Predicting academic performance using demographic and behavioral Data

Author

Zhengling Jiang, Colombe Tolokin, Franklin Aryee, Tien Nguyen

1 Summary

This project investigates whether a student’s mathematics performance can be predicted using demographic and behavioral data, aiming to help educators support students and tailor educational strategies. Using a Ridge Regression model with optimized hyperparameters (alpha = 10.0), we achieved strong predictive accuracy with a cross-validation score of 16.67 and evaluation metrics on the test set including an MSE of 17.407, RMSE of 4.172, and MAE of 3.272. The Ridge model was particularly suitable for this task as it effectively handles multicollinearity among features while maintaining model interpretability. While the model demonstrates robust performance, future work could explore non-linear models to capture more complex relationships and provide confidence intervals for predictions, enhancing the model’s interpretability and reliability. These improvements could further support educators in making data-informed decisions to optimize student outcomes.

2 Introduction

Math teaches us to think logically and it also provides us with analytical and problem-solving skills. These skills can be applied to various academic and professional fields. However, student performance in mathematics can be influenced by many factors, like individual factor, social factor, and family factor. Research has shown that attributes such as study habits, age, social behavior (e.g., alcohol consumption) and family background can significantly impact a student’s academic success. Understanding these factors is crucial for improving educational outcomes. (Bitrus, Apagu, and Hamsatu (2016), Hjarnaa et al. (2023), Modi (2023))

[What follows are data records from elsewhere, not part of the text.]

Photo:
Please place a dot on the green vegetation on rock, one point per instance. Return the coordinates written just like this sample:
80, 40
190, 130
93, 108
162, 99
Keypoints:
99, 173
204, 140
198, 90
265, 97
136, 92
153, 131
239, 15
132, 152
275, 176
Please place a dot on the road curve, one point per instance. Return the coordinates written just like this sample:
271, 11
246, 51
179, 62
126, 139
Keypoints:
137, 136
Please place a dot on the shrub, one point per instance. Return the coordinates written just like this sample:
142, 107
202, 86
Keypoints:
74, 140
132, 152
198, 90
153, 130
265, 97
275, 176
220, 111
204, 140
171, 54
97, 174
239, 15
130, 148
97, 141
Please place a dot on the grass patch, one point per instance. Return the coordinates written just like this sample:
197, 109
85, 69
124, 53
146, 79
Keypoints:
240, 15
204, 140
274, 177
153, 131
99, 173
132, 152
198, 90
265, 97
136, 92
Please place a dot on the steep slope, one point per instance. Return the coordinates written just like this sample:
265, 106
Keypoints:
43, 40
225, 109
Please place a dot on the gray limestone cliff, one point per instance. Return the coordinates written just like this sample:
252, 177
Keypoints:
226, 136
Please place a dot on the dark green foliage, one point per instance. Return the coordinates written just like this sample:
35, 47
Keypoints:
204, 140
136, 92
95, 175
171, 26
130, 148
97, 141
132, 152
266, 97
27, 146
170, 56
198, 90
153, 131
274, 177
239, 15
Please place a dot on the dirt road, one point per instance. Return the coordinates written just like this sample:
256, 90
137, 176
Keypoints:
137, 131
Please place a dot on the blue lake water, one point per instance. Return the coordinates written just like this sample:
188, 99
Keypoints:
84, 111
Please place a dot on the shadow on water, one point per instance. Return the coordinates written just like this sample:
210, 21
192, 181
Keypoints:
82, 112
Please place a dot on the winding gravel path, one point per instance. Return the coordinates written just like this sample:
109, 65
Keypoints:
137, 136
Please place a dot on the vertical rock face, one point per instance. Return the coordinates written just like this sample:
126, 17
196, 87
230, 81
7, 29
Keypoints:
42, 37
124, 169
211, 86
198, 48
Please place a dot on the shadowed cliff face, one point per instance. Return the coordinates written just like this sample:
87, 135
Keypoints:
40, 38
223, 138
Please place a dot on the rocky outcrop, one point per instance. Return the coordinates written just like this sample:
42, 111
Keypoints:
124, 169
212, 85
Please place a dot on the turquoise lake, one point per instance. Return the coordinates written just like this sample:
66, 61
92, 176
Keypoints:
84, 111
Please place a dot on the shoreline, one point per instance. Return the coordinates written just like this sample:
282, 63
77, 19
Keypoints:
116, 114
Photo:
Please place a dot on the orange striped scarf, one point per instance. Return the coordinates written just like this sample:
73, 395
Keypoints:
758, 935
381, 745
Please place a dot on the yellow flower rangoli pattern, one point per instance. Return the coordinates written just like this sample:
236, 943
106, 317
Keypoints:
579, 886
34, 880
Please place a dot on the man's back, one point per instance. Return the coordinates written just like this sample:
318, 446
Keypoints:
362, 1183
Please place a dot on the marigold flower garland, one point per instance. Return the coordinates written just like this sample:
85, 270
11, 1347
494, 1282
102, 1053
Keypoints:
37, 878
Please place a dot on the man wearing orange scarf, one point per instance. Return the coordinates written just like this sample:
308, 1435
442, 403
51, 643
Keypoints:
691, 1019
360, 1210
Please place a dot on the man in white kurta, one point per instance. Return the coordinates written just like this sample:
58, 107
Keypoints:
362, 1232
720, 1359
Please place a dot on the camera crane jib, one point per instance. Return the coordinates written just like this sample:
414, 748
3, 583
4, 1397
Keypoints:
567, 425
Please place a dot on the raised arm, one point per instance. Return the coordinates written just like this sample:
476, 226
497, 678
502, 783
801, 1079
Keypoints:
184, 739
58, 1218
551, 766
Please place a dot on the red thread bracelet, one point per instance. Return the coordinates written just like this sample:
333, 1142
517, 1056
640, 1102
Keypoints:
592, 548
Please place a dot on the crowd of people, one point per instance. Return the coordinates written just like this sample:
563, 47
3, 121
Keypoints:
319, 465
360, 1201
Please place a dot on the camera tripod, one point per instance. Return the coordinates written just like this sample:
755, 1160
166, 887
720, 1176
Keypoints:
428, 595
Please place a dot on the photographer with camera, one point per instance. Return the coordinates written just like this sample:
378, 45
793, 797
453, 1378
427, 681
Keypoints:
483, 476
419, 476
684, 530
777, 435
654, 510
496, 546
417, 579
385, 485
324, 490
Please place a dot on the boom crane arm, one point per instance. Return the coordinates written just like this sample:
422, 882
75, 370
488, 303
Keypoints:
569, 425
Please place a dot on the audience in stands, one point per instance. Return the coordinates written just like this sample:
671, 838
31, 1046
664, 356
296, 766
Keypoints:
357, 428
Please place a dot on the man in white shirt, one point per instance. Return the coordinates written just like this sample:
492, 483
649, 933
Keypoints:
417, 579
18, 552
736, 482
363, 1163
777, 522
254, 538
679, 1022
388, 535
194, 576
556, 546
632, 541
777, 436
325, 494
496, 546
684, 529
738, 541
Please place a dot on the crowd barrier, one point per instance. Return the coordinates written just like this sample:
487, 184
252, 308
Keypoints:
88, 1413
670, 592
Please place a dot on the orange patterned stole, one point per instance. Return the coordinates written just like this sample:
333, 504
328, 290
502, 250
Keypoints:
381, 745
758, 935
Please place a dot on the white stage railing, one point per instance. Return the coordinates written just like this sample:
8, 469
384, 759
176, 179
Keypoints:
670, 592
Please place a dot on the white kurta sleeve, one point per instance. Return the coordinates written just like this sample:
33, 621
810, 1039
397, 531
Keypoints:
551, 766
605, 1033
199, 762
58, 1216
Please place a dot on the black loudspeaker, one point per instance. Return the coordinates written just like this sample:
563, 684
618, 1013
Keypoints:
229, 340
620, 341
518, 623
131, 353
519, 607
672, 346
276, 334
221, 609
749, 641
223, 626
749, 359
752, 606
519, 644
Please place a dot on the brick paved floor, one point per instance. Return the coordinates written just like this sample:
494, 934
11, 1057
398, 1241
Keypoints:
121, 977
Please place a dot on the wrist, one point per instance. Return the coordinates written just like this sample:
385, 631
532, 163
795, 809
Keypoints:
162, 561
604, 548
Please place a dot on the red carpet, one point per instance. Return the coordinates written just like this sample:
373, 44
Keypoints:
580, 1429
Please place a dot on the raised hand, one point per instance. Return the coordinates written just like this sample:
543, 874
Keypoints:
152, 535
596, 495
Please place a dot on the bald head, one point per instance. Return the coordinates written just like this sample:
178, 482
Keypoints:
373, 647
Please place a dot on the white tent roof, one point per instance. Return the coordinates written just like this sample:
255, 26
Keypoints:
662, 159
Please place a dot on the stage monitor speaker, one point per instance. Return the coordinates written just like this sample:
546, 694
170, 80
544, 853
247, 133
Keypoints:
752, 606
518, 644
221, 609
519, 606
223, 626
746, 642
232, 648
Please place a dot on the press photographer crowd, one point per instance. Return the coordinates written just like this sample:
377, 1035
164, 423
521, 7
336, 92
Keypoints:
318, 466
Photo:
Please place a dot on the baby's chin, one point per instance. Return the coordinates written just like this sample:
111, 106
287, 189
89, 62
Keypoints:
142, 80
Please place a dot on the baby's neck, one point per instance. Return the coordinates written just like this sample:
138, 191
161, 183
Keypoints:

In this study, we aim to address this question: “Can we predict a student’s math academic performance based on the demographic and behavioral data?”. Answering this question is important because understanding the factors influencing student performance can help teachers support struggling students. Furthermore, the ability to predict academic performance could assist schools in developing educational strategies based on different backgrounds of students. The goal of this study is to develop a machine learning model capable of predicting student’s math performance with high accuracy.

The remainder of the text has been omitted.